The author of a book called Complete Wide Receiver, Norvell has a reputation for his attention to detail.

"He and I worked together at Nebraska, and I knew he was a master coach," Watson said during the spring. "I knew he knows receiver play like nobody else in this business and I know what kind of taskmaster he is. He's a detailed, hard-driven, perfection-driven coach, so you felt them on the field immediately with the development in their positions."

One of the appeals of the former Oklahoma staffer when hired was his six years of experience working in the NFL, including four years with the Indianapolis Colts. As a result of that stint, Norvell likes to regale his players with stories about Peyton Manning, Marvin Harrison, and Reggie Wayne. He also spent two years with the Oakland Raiders, coaching the tight ends on the same offense that featured legendary wide receivers like Tim Brown and Jerry Rice.

Ironically enough, it was Watson who suggested that Strong hire Norvell after the two worked together at Nebraska in 2006 when Norvell was the offensive coordinator/quarterbacks coach and Watson was the tight ends coach/recruiting coordinator.

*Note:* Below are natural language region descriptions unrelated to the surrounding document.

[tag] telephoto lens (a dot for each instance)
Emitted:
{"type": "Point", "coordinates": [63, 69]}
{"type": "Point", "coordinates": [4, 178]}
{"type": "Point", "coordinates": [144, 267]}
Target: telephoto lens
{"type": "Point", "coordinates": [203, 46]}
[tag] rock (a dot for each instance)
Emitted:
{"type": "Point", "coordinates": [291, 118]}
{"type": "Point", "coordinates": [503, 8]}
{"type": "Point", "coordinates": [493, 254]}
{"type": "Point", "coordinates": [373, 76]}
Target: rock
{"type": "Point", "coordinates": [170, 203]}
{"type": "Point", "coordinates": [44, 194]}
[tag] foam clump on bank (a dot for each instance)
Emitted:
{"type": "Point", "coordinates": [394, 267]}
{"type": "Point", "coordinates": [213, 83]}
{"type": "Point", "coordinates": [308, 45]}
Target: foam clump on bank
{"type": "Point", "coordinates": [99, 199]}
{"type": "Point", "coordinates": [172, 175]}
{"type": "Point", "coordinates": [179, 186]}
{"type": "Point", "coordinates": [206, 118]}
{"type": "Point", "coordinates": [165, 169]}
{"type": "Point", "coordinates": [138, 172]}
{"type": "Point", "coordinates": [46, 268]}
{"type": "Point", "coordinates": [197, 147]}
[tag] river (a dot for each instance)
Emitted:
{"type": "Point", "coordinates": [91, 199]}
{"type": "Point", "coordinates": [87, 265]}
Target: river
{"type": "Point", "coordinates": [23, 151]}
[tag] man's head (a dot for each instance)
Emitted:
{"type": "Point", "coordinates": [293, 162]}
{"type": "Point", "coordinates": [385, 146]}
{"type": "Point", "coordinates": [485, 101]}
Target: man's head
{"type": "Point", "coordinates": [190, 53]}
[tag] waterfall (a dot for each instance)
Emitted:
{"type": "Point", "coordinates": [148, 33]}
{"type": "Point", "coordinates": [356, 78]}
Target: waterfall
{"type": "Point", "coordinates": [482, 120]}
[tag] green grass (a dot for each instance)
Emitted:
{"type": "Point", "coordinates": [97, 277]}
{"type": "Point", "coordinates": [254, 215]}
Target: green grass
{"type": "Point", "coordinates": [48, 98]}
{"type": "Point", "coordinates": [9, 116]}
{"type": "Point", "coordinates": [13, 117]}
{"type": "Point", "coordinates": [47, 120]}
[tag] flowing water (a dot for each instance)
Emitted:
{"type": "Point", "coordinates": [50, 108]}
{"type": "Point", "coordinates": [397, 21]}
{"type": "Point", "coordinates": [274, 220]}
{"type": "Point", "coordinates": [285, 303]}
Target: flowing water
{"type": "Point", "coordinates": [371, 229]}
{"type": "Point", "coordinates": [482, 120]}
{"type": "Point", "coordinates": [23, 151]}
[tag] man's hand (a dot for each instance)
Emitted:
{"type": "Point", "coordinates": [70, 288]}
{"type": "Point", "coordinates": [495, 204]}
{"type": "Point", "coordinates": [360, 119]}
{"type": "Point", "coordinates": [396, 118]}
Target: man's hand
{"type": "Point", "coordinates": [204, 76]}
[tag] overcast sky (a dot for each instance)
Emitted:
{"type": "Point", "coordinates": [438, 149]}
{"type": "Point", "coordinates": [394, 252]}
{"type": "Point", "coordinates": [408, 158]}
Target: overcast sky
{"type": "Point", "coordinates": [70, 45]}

Now Norvell is taking over Watson's role with the Texas offense.

During that season in Lincoln, the Cornhuskers finished 14th in total offense (414.6 yards per game) and 17th in scoring offense (30.6 points per game), ultimately achieving top-25 ranks nationally in two other major offensive categories.

The move carries with it a significant amount of risk because Norvell is hardly proven as a play caller, but Strong had to make a move and opted to go with Norvell over tight ends coach Jeff Traylor, the former Gilmer head coach who won three state titles at his alma mater.

Will the move pay off? If it doesn't, pressure will only increase on Strong, who is facing increasing questions about his ability to put together an offensive staff and an offense that can win at Texas, drawing comparisons to former Texas defensive coordinator Will Muschamp's failed stint at Florida.